Retour difficile dans un endroit hostile après 15 jours d'absence. Plus j'avance en direction de mon logement et plus il me semble reculer. En arrivant devant chez moi, c'est la première fois que je vois le parking de l'immeuble totalement désert, pas pour longtemps, puisque peu après mon arrivée, quatre voitures au moins arrivent quasiment en file indienne, en prenant bien soin de se faire entendre par le bruit caractéristique de leurs roues sur la plaque d'égout.

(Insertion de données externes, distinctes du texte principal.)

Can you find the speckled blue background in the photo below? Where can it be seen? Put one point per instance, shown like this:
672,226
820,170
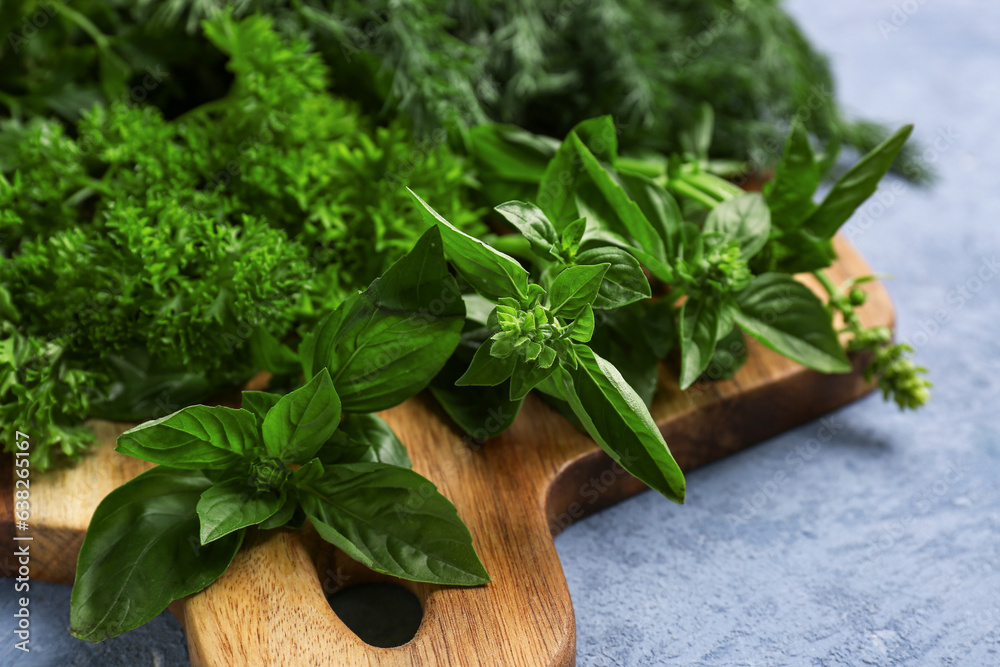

  Rien que de plus normal, des voisins qui ne font que rentrer chez eux, n'est-ce pas ? sauf que comme par hasard, c'est pile au moment où j'arrive chez moi. Cependant, je passe une nuit mémorable, sans aucun tir d'ondes éléctromagnétiques. Il n'y a personne à l'étage au-dessus, et j'ai envie de croire au miracle. De plus, j'ai retrouvé à mon arrivée le paillasson devant ma porte d'entrée, rempli de mégots avant mon départ, d'une propreté immaculée, et remis à sa place originelle.

  Quelque chose me dit pourtant que ce n'est pas fini. Durant mon absence, j'ai été incapable de savoir si je recevais encore des décharges, tant les semaines précédent mon départ ont été atroces en matière de tirs d'ondes. Comme je l'avais déjà mentionné, je pense que le cerveau garde en mémoire les tirs particulièrement furieux, et qu'il lui faut plusieurs jours, voire plusieurs semaine une fois l'arrêt des tirs avant de s'en remettre. Les déflagrations intracrâniennes se ressentent donc encore après l'arrêt des tirs proprement dits, sortes de séquelles persistantes pendant un certain temps. Pour le moment je reste dans l'expectative et attend la nuit prochaine pour en savoir plus.